Se gli Iced Earth non sono ancora da considerare un’icona del movimento metal mondiale, poco ci manca. Granitica come poche, la ciurma guidata da Jon Schaffer dopo aver segnato gli anni ‘90, è andata via via consolidando il proprio nome nonostante svariati cambi di formazione.
 
Dopo la seconda, dolorosa separazione dal “leone” Matt Barlow, gli Iced Earth sembrano vivere un’altra giovinezza grazie all’ingresso del fenomenale cantante Stu Block, come testimoniato dal buon “Dystopia”.
 
Per questo nuovo “Plagues of Babylon” le cose vanno anche meglio: il complesso è più amalgamato, l’intesa tra Stu e Jon oliata dal sudore del palco ed un marcato ritorno a sonorità thrash rende più gagliarda e sanguigna la loro musica, anche se ben presente rimane il legame con il metal classico.
 
Molti sono i punti di forza di questo disco. A partire, ovviamente, dalle canzoni. Era infatti dai tempi dei vari “Burnt Offering”, “The Dark Saga” e “Something Wicked This Way Comes” che non assistevamo a tanta qualità in così tanti brani. Attenzione, “Plagues of Babylon” non raggiunge comunque quelle vette, ma diciamo che si ferma subito sotto. A conti fatti, soltanto due pezzi della collezione non mi convincono. Per il resto, a partire dall’iniziale e solenne eponima traccia, è un susseguirsi di bellissimi esempi di heavy/thrash con ritornelli epici e coinvolgenti che rappresentano la vera anima dell’album.
 
La prima metà del CD è la prosecuzione della “Something Wicked Saga” tanto cara al leader e li non troviamo una sola battuta a vuoto.
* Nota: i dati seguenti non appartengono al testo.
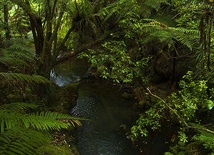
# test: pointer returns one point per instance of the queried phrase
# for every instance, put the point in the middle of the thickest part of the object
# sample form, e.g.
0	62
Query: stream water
102	103
109	112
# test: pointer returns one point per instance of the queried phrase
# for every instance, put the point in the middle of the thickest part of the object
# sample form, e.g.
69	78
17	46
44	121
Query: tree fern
22	141
24	133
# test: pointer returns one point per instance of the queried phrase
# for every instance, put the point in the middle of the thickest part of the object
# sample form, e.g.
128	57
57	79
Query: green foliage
207	139
22	141
24	133
114	62
183	107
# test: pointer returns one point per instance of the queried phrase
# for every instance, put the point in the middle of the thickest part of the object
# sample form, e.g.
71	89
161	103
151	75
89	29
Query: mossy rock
66	97
56	150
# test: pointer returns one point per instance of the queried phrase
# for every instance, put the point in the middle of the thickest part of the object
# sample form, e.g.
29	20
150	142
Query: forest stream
109	112
101	101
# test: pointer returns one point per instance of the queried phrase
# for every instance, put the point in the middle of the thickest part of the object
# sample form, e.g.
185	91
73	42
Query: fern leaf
43	121
21	141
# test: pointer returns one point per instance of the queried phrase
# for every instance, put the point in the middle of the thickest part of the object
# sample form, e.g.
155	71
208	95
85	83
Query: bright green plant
183	107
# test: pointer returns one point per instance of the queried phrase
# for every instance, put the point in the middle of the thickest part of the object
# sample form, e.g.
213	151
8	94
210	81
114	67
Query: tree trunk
6	25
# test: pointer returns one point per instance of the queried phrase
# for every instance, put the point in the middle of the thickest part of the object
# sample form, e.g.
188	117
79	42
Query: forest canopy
160	49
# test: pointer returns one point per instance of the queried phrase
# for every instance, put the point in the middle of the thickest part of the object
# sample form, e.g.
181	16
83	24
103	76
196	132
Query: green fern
22	141
43	121
23	133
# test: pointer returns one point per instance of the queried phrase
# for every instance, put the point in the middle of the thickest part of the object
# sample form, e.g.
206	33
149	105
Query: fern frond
21	141
155	4
43	121
8	77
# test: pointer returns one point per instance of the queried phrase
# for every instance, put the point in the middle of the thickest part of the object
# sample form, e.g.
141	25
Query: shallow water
102	135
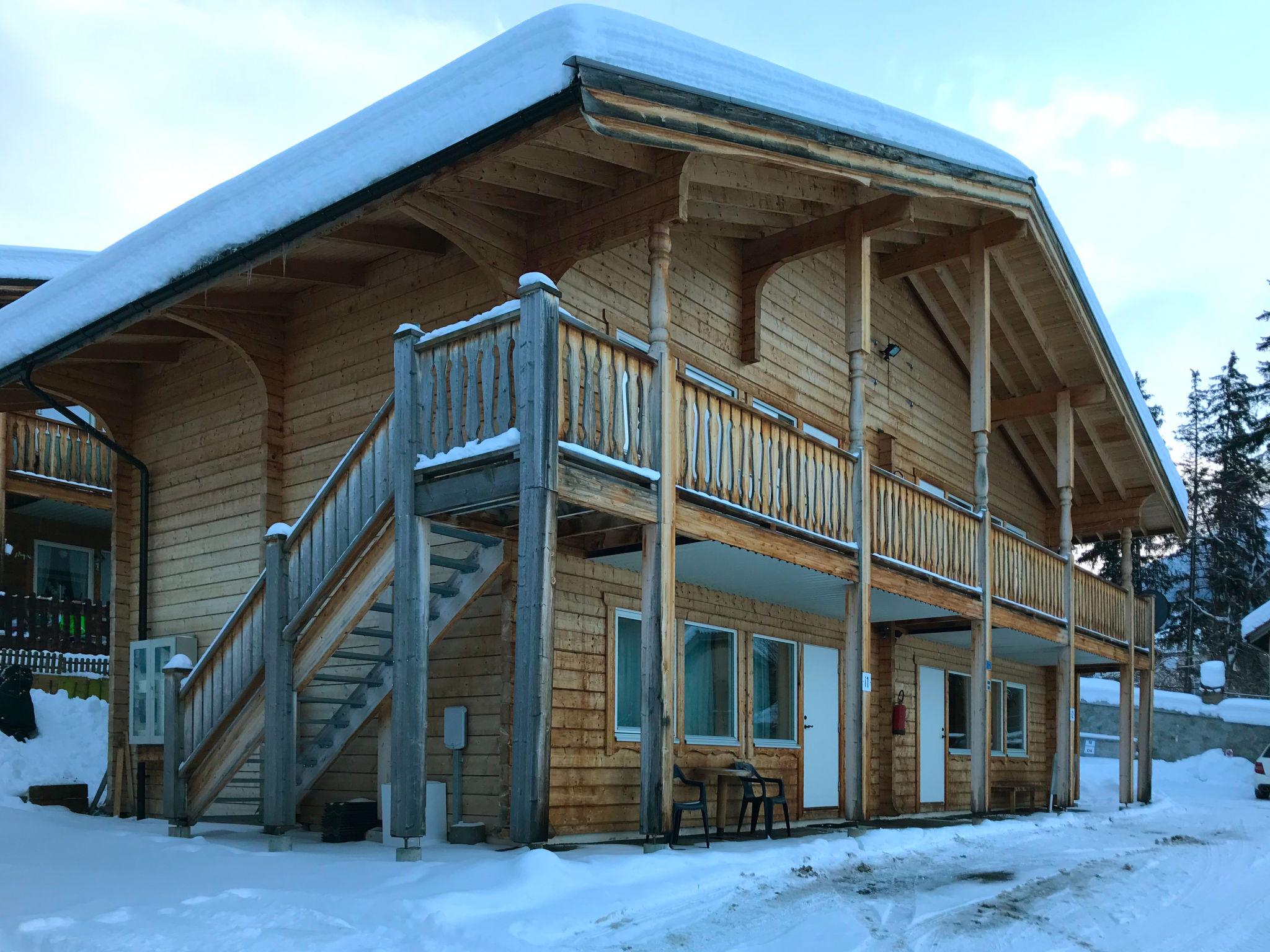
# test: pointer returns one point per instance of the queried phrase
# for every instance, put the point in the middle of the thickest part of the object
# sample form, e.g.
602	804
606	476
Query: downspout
144	536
Che si tratti di brani d’impatto come “Democide” o “Among The Living” (con tanto di gradito ospite, l’amico di mille battaglie Hansi Kürsch) oppure le più emozionali “The Culling” e “Resistance” od ancora la maideniana “The End?” è tutto praticamente perfetto.
 
Ma Iced Earth vuol dire anche power ballad: ecco quindi che la seconda parte del lavoro si apre con la stupenda “If I Could See You”, un’altra perla che si aggiunge alle varie “Melancholy”, “I Died For You” o “Watching Over Me” con quello stile praticamente unico ed ormai certificato.
 
Di buon gusto sono sia la milionesima rilettura metal del mostro lovercraftiano “Cthulhu” che “Peacemeaker”, mentre in chiusura giungono le note dolenti, ovvero la scialba “Parasite” e la riedizione di “Spirit of the times” dei Sons of Liberty, progetto solista dello stesso Schaffer. Ecco, senza questi due titoli e l’inutile outro finale avremmo una buona decina di minuti in meno e nessun riempitivo, quindi il valore complessivo sarebbe sensibilmente più alto.
 
Cos’altro rende “Plagues of Babylon” un buonissimo ascolto? Dopo aver rimarcato l’ennesima dimostrazione del talento compositivo di Jon Schaffer e l’ottima prestazione del chitarrista solista Troy Seele, dobbiamo doverosamente sottolineare la prova Stu Block. Signori, qui stiamo parlando di uno dei ragazzi più promettenti della sua generazione. Nonostante il canadese non utilizzi tutto il suo spaventoso range vocale (come faceva negli gli Into Eternity, vedi “The Incurable Tragedy”), risulta perfetto nel modulare le corde vocali a seconda della situazione richiesta. L’unico appunto da fare è che sui toni medi rimanda troppo a Barlow; penso che se gli venisse data totale carta bianca tirerebbe fuori qualcosa di straordinario che però rischierebbe di distaccarsi troppo dal tipico suono della “terra ghiacciata”.
 
In chiusura, segnaliamo la ripresa del classico a stelle e strisce “Highwayman” che vede alternarsi dietro al microfono Schaffer, Russell Allen dei Symphony X, Block e Michael Poulsen dei Volbeat.